Publié le 19 décembre 2018
GOUVERNANCE D'ENTREPRISE
Shell, BHP Billiton... ces entreprises quittent leurs fédérations, trop conservatrices sur le climat
Trop c’est trop ! Après BHP Billiton l’an dernier, c’est au tour de Shell de claquer la porte de certaines organisations patronales ou professionnelles. En cause, les positions de ces dernières sur le climat, jugées pas assez ambitieuses. Ces coups d’éclat sont notamment destinés à envoyer un message à leurs parties prenantes, notamment aux actionnaires, de plus en plus soucieux de cette cohérence.

@levkr
Ce n’est pas encore un mouvement massif, mais il pourrait devenir une tendance forte en 2019. Ces derniers mois, plusieurs poids lourds de l’industrie minière ou pétrolière ont quitté des organisations professionnelles jugées incompatibles avec leurs propres ambitions climatiques. Fin décembre 2017, le géant minier australien BHP Biliton annonçait ainsi son départ de l’association mondiale du charbon du fait de ses positions jugées contraires à l’Accord de Paris.
Un an plus tard, c’est au tour de Shell de revoir son appartenance à certains groupes de lobbying pour les mêmes raisons. Pour donner des gages de transparence, l’entreprise annonce même un rapport détaillant l’ensemble de ses adhésions et leurs positions climatiques au premier semestre 2019.
Ces coups d’éclats peuvent paraître surprenants pour des entreprises qui ne sont pas particulièrement connues pour être aux avant-postes de la lutte contre le changement climatique. Ils s’expliquent en fait en grande partie par l’importance prise par la question du lobbying dans les grilles d’analyse des investisseurs.
Une pression croissante des investisseurs
Pendant longtemps, le manque de cohérence entre le discours des entreprises et leur appartenance à des organisations défendant des positions différentes était pointé par les seules ONG. Mais depuis l’Accord de Paris et les réglementations de transparence portées par les États comme la France avec l’article 173 ou les recommandations de la TCFD, le groupe de travail sur les risques financiers liés au climat, les investisseurs regardent de près ces questions.
C’est sous leur pression que BHP Billiton puis Shell ont franchi le pas. En octobre dernier, la compagnie pétrolière avait été interpellée par un groupe d’investisseurs pesant 2 000 milliards de dollars (1). En plus de Shell, celui-ci visait une cinquantaine d’autres entreprises fortement émettrices de gaz à effet de serre comme BP, Total, Arcelor Mittal, BMW ou Bayer, pour les confronter à leurs pratiques de lobbying.
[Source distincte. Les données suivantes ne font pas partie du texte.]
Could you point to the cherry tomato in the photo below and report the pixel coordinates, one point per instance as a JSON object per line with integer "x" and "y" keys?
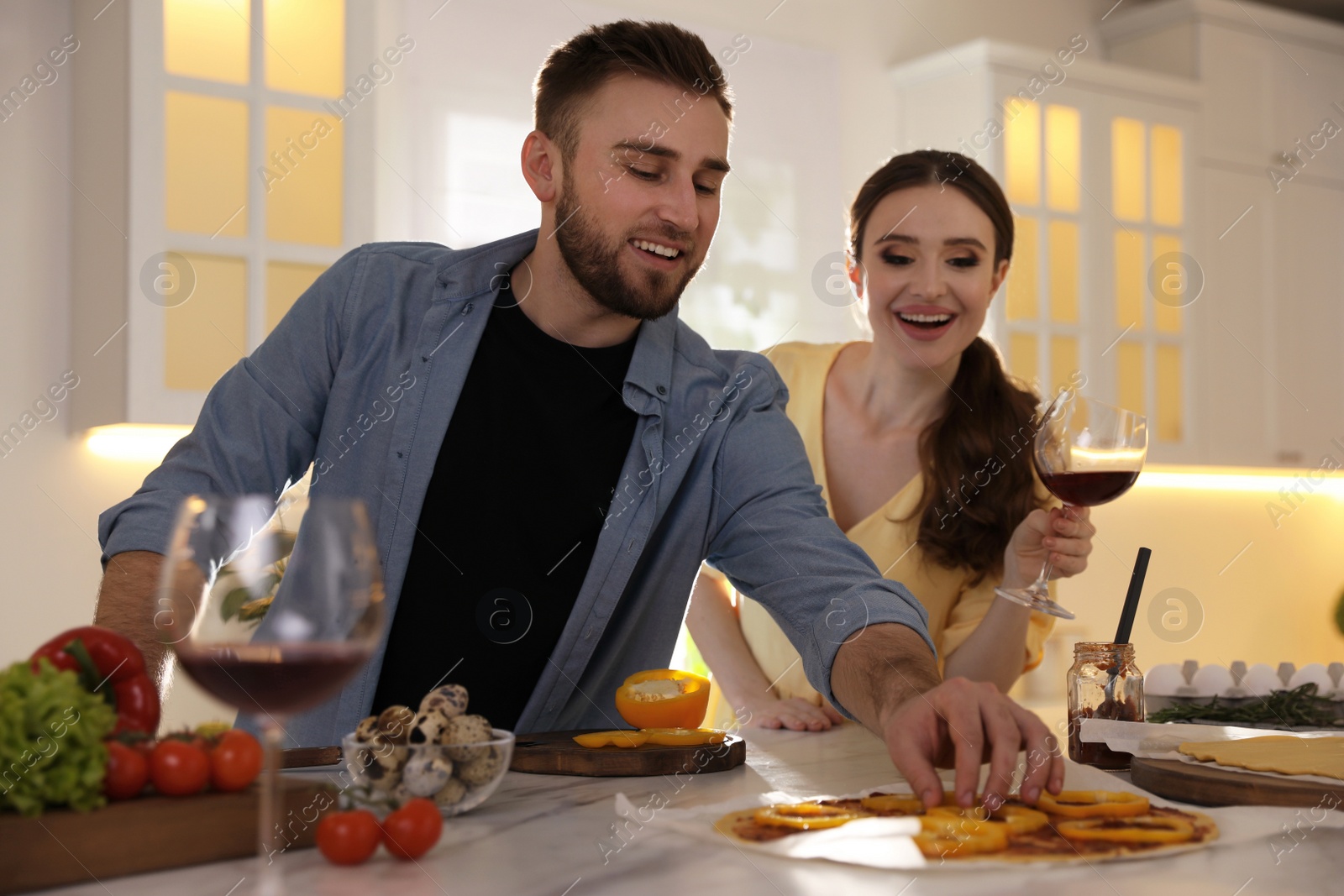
{"x": 128, "y": 772}
{"x": 234, "y": 761}
{"x": 179, "y": 768}
{"x": 349, "y": 837}
{"x": 413, "y": 829}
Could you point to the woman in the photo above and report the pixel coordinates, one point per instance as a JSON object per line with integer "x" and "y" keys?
{"x": 921, "y": 445}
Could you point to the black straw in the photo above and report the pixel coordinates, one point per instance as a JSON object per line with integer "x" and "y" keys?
{"x": 1136, "y": 586}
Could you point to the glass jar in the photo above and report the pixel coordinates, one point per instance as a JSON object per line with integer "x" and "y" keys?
{"x": 1088, "y": 684}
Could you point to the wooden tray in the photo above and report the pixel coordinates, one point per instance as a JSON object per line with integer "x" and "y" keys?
{"x": 554, "y": 752}
{"x": 1207, "y": 786}
{"x": 150, "y": 833}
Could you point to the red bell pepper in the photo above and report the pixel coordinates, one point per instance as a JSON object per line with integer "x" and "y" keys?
{"x": 113, "y": 665}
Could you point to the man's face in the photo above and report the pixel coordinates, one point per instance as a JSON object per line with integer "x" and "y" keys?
{"x": 640, "y": 201}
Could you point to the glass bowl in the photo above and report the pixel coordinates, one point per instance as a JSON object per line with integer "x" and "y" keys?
{"x": 381, "y": 775}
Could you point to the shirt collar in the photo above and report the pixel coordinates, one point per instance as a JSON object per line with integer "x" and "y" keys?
{"x": 477, "y": 270}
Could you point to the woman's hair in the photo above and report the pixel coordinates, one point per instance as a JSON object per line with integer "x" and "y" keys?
{"x": 976, "y": 458}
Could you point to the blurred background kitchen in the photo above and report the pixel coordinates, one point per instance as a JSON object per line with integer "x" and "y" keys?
{"x": 1176, "y": 168}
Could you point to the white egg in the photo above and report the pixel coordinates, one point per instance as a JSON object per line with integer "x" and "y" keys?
{"x": 1261, "y": 680}
{"x": 1210, "y": 681}
{"x": 1315, "y": 673}
{"x": 1163, "y": 680}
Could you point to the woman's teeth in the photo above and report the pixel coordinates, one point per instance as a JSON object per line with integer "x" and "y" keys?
{"x": 658, "y": 250}
{"x": 925, "y": 320}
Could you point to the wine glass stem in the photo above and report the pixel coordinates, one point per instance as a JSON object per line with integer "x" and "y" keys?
{"x": 269, "y": 875}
"Nous vous demandons que vos pratiques soient alignées sur le document 'attentes des investisseurs' que nous vous avons envoyé, et que vous soyez transparents sur vos propres positions et sur la manière dont vous vous assurez qu’elles sont mises en œuvre dans vos activités directes et indirectes de lobbying", écrivent ainsi ces investisseurs. Ce manque de cohérence représente en effet plusieurs risques – économiques, juridiques ou réputationnels – qui peuvent peser financièrement sur les entreprises et leurs investisseurs.
Un mouvement à consolider
Pour autant, si la prise de conscience est réelle, le chemin est encore long. BHP Billiton a bien quitté l’association mondiale du charbon et réussi à rallier le Mineral Council of Australia à ses positions (2) mais elle est restée membre de la Chambre américaine de commerce qui devait pourtant subir le même sort. Difficile en effet de claquer la porte de cette très puissante organisation qui offre des "avantages plus larges", aux dires mêmes de BHP. D’autres l’ont pourtant déjà fait comme Apple ou PG&E. Mais dans une déclaration publique, BHP Billiton justifie le fait de rester membre "compte tenu de la volonté de la Chambre de s’engager davantage sur les questions climatiques et énergétique", notamment en l’invitant "à se joindre à sa commission énergie et environnement"...
Les investisseurs ne sont pas non plus exempts de contradictions. Dans une récente étude, l’ONG Influence Map, spécialisée sur les questions de lobbying, montrait l’ambiguïté même des investisseurs qui s’engagent certes de plus en plus publiquement sur ces questions, tout en augmentant – au niveau global - leurs investissements dans les énergies fossiles les plus polluantes comme le charbon.
Béatrice Héraud @beatriceheraud
(1) Le groupe d’investisseurs est mené par les fonds de pension de l’Eglise d’Angleterre et le fonds de pension suédois AP7. Leur déclaration est consultable ici. Les entreprises ciblées ont été identifiées grâce à Influence Map.
(2) le Mineral Council of Australia a publié en mars 2018 une révision de ses positions en matière d'énergie, mettant notamment fin au soutien ciblé du charbon.